The costs of Scope 3


“Who’s going to pay for decarbonizing the supply chain?” was the title of a recent article on a supply chain website written by an experienced US journalist (and how very American of him to immediately zoom in on who would bear the costs!). According to the journalist, 75% of all emissions fall under Scope 3, i.e. are caused beyond the company itself.

Meanwhile, according to an estimate by consulting firm McKinsey, the global economy’s transition to ‘net zero’ emissions will annually cost an additional $3.5 trillion, equivalent to half the profits of all multinationals worldwide. Needless to say, that sounds like a dauntingly large sum of money – but given the high profits that many multinationals are still making, I actually think that’s a pretty fair percentage.

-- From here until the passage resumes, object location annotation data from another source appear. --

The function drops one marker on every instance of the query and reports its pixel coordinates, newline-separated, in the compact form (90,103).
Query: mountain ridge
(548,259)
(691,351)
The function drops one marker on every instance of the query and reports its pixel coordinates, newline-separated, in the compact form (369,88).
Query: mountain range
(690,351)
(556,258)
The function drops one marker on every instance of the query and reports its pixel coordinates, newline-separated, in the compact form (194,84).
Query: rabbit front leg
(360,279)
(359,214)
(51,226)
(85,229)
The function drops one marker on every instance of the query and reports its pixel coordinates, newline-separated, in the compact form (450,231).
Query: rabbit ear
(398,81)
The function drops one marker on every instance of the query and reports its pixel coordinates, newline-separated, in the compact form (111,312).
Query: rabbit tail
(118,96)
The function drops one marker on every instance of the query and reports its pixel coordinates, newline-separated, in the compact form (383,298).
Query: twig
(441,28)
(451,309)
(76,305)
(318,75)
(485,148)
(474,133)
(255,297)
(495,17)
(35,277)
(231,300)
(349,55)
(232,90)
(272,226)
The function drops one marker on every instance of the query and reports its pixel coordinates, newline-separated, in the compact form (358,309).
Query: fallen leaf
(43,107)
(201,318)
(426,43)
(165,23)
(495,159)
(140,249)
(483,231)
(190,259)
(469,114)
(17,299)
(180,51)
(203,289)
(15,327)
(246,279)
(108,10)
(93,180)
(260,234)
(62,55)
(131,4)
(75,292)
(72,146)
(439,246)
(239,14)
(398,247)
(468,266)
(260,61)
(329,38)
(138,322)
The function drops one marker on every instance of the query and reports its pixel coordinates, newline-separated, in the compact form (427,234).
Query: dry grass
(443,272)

Fortunately, numerous leading manufacturers have already begun to make their products more sustainable. For years, the French multinational industrial electronics manufacturer Schneider Electric has been leading the way in making its own factories, offices and distribution centres more sustainable (Scopes 1 and 2). In 2021, the company embarked on a net zero roadmap for Scope 3, in a project 20 times bigger than for Scope 1. The company has 53,000 direct suppliers, so for now Schneider Electric is focusing on those with the highest risks.

Carbon calculator

During a recent presentation, Christophe Quiquempoix, who is responsible for sustainable procurement and outsourced manufacturing at Schneider Electric worldwide, commented on how many suppliers don’t actually know how to calculate their carbon footprint. His company has set up an impressive online platform to help them, providing training, relevant information and a carbon calculator. These efforts have already led to the use of more sustainable materials and packaging and a 13% reduction in emissions.

“Our Scope 1 footprint is actually one of the most significant Scope 3 emissions for our customers,” a supply chain executive from a French limestone quarry recently told me. Limestone is an essential raw material to improve the quality of certain products. The quarry is already paying more for its unavoidable emissions than for its operational production costs, and the company is doing all it can to reduce its carbon footprint.

Not a matter of paying

In other words, decarbonization is not simply a matter of paying. Business ecosystems will have to collectively decide where it makes most sense to invest in more sustainable products, processes and supply chains. After all, everyone in the world is ultimately footing this bill together.